Martha Lockridge spoke during the district's public participation period on behalf of Montessori Development Partnerships (MDP) and the Montessori Advisory Council and urged the Board of Education to protect the fidelity of Montessori programming in the Cleveland district.
Lockridge said the advisory council, formed in 2020 to steward a campus merger that created Stonebrook White Montessori, revised its governing regulations to support two schools and updated a memorandum of understanding it said is ready for the board to sign. She listed the five core components the council wants the board to protect: teacher training, three-year multi-age classrooms, use of Montessori materials, child-directed work and uninterrupted work periods.
"The Montessori Advisory Council's mission is to steward access to exceptional Montessori education in the Cleveland Metropolitan School District," Lockridge said. She added, "The students in Cleveland deserve a high fidelity Montessori, not Montessori inspired schools."
Concerns cited
Lockridge told the board she and fellow advocates have seen multiple practices that, in their view, reduce Montessori fidelity: moving teachers into different age groupings after those teachers completed training, classrooms that do not maintain a full three-year age span, and arrangements that require K–3 students to leave their building for lunch, which she said "takes away from learning and recess time."
Requested board action
Lockridge asked the board to "safeguard the integrity of the Montessori model by ensuring that all decisions pass through a Montessori lens before becoming final" and to hold central office staff and school-based leadership accountable for the five components she outlined. She cited Tremont Montessori's AMS accreditation as an example of a high-fidelity program in the district.

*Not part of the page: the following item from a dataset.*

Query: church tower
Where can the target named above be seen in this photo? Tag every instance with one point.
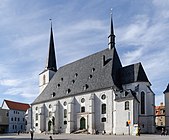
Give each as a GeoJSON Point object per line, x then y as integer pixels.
{"type": "Point", "coordinates": [50, 68]}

No formal board action on the request was taken during the meeting; the statement was part of the public participation period.
Speakers quoted or cited: "We request that the board safeguard the integrity of the Montessori model by ensuring that all decisions pass through a Montessori lens before becoming final," Martha Lockridge said. She also quoted the National Center for Montessori in the Public Sector: "Equitable, accessible, sustainable public Montessori programs have the power to disrupt racism, poverty and structural inequality and transform lives and societies for peace and justice."